Loran Cole, 57, recebeu uma injeção letal e foi declarado morto às 18h15 na Prisão Estadual da Flórida pelo assassinato de um estudante de 18 anos em 1994. Cole também estava cumprindo duas sentenças de prisão perpétua por estupro.
Cole não teve uma última declaração. “Não, senhor”, ele disse quando perguntado se ele tinha algumas palavras finais.
Após o procedimento começar por volta das 18h, Cole olhou brevemente para uma testemunha na primeira fila. Após três minutos, ele começou a respirar fundo, suas bochechas inchando. Por um breve momento, seu corpo inteiro tremeu. Cinco minutos após o procedimento, o diretor o sacudiu e gritou seu nome. Cole então pareceu parar de respirar e foi declarado morto.
Cole e um amigo, William Paul, fizeram amizade com os dois estudantes universitários na Floresta Nacional de Ocala, conforme os registros do tribunal mostraram. Depois de conversarem ao redor de uma fogueira, os homens se ofereceram para levar os irmãos para ver um lago. Enquanto estavam longe do acampamento, Cole e Paul pularam nas vítimas e as roubaram, de acordo com os registros.

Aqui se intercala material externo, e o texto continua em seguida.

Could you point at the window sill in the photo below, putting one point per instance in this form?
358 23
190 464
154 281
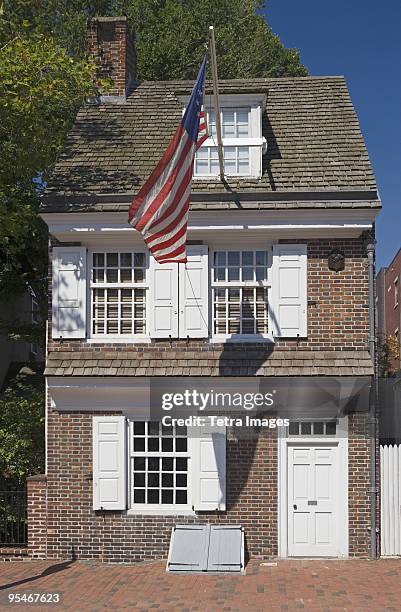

O irmão, de 18 anos, que era aluno da Florida State University, foi espancado e teve a garganta cortada e deixado na floresta. Sua irmã, então uma veterana de 21 anos na Eckerd College, foi levada de volta ao acampamento, onde Cole a amarrou e a estuprou, de acordo com o registro.
A mulher foi deixada amarrada a uma árvore durante a noite e estuprada novamente no dia seguinte. Ela finalmente conseguiu se libertar e chamou um motorista para ajudar. A polícia encontrou o corpo de seu irmão caído de bruços no chão, de acordo com os registros do tribunal.
Paul e Cole foram ambos condenados por assassinato em primeiro grau. Paul foi sentenciado à prisão perpétua.
Embora não tenham comparecido à execução, os pais das vítimas tiveram uma declaração lida depois por agentes penitenciários. Eles escreveram sobre como o assassinato do filho e o ataque à filha destruíram suas vidas. Mas eles disseram que a filha se tornou esposa, professora e professora.
“Embora invisível para os outros, nossa filha carrega cicatrizes internas que nunca irão embora. Ela lutou contra anos de medo, dor e tristeza”, disse a declaração. “Ela é nossa heroína.”
“Estamos vazios de sentimentos e empatia pelo Sr. Cole. Ele se colocou nessa arena”, acrescentou. “Ele não merece misericórdia.”
A Associated Press geralmente não identifica vítimas de agressão sexual, a menos que elas se apresentem publicamente.
O governador Ron DeSantis assinou a sentença de morte de Cole no mês passado.
A execução foi a primeira na Flórida desde que Michael Zack foi condenado à morte em outubro passado pelo assassinato de Ravonne Smith em 1996.
Autoridades do Departamento de Correções descreveram Cole como “obediente” nas horas anteriores à sua execução e disseram que ele recebeu dois visitantes, incluindo seu filho.
A Suprema Corte dos EUA negou o apelo final de Cole na quinta-feira.
Seus advogados levantaram vários pontos ao buscar uma suspensão da execução, incluindo o fato de que Cole era um interno em uma escola de reforma administrada pelo estado, onde ele e outros meninos foram espancados e estuprados. O estado desde então se desculpou pelo abuso e este ano aprovou uma lei autorizando reparações para internos na escola de reforma agora fechada. Os advogados também argumentaram que Cole não deveria ser executado porque ele era doente mental e tinha danos cerebrais e doença de Parkinson.